Gouvernement sur la touche
La menace d'un «no deal» a déjà été contrecarrée cette semaine au Parlement, avec l'adoption d'un amendement obligeant l'exécutif à présenter sous trois jours, en cas de rejet de l'accord, un «plan B» amendable.
Un autre amendement à une loi budgétaire, également voté grâce au soutien de conservateurs europhiles, limite les pouvoirs fiscaux du gouvernement en cas d'absence d'accord.

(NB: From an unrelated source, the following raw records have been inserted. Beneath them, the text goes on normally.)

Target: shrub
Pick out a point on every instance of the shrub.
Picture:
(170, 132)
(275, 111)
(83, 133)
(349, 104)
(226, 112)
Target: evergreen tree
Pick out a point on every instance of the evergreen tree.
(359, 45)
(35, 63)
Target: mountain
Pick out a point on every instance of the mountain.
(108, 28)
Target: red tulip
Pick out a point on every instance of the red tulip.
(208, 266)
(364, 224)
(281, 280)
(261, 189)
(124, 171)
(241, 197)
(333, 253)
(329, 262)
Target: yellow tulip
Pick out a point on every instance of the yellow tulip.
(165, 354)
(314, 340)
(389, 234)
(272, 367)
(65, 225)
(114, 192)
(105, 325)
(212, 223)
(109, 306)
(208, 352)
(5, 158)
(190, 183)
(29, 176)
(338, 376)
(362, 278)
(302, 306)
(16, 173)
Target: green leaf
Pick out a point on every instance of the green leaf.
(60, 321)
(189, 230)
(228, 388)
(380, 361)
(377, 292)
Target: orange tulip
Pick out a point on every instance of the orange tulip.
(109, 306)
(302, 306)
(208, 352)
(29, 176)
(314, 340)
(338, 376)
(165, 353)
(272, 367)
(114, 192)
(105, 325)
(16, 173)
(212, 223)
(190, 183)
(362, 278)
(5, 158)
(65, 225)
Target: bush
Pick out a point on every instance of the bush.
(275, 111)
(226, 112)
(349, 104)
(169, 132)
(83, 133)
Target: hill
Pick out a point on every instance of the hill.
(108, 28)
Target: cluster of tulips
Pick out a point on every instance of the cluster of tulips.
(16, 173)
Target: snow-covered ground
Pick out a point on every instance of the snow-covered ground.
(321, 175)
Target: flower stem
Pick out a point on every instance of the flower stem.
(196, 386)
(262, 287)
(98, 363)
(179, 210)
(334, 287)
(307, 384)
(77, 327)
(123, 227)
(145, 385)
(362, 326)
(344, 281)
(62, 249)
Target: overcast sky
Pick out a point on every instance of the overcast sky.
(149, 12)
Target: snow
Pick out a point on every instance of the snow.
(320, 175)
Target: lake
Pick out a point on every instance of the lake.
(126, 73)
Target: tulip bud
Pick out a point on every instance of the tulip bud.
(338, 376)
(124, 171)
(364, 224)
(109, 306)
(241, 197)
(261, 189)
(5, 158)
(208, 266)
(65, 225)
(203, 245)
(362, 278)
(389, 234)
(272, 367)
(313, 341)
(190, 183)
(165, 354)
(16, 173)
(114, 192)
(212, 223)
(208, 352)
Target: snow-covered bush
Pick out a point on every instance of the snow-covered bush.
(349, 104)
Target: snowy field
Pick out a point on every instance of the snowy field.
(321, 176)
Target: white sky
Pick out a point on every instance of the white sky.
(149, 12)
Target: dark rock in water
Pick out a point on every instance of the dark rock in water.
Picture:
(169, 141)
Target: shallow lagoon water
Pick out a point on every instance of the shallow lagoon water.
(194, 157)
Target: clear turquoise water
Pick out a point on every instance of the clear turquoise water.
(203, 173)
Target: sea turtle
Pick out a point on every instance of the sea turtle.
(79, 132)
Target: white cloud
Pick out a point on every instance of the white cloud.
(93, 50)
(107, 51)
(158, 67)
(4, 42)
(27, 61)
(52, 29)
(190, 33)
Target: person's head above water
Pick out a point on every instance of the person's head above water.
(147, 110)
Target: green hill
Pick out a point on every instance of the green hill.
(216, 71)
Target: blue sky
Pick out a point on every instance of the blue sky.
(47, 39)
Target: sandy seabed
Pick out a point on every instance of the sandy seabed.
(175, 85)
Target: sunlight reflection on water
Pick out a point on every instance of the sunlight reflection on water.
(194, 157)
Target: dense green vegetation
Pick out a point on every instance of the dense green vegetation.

Et, selon le Sunday Times, un groupe de députés frondeurs, issus de tous les partis, oeuvre à modifier les règles de fonctionnement de la chambre des Communes pour permettre à leurs motions de prévaloir sur les propositions du gouvernement, qui perdrait alors sa «capacité à gouverner» en cas de rejet de l'accord.
D'après le journal, Downing Street est «extrêmement préoccupé» par cette éventualité qui donnerait la main aux députés, estimant qu'elle leur permettrait de retarder la sortie de l'UE en suspendant l'article 50 du Traité de l'UE régissant le départ d'un Etat membre, voire de faire marche arrière sur le Brexit.
Le député conservateur Nick Boles, favorable au maintien du Royaume-Uni dans le marché commun, a aussi expliqué dans l'hebdomadaire qu'il étudiait les moyens d'empêcher un départ sans accord, précisant qu'il dévoilerait son plan mardi.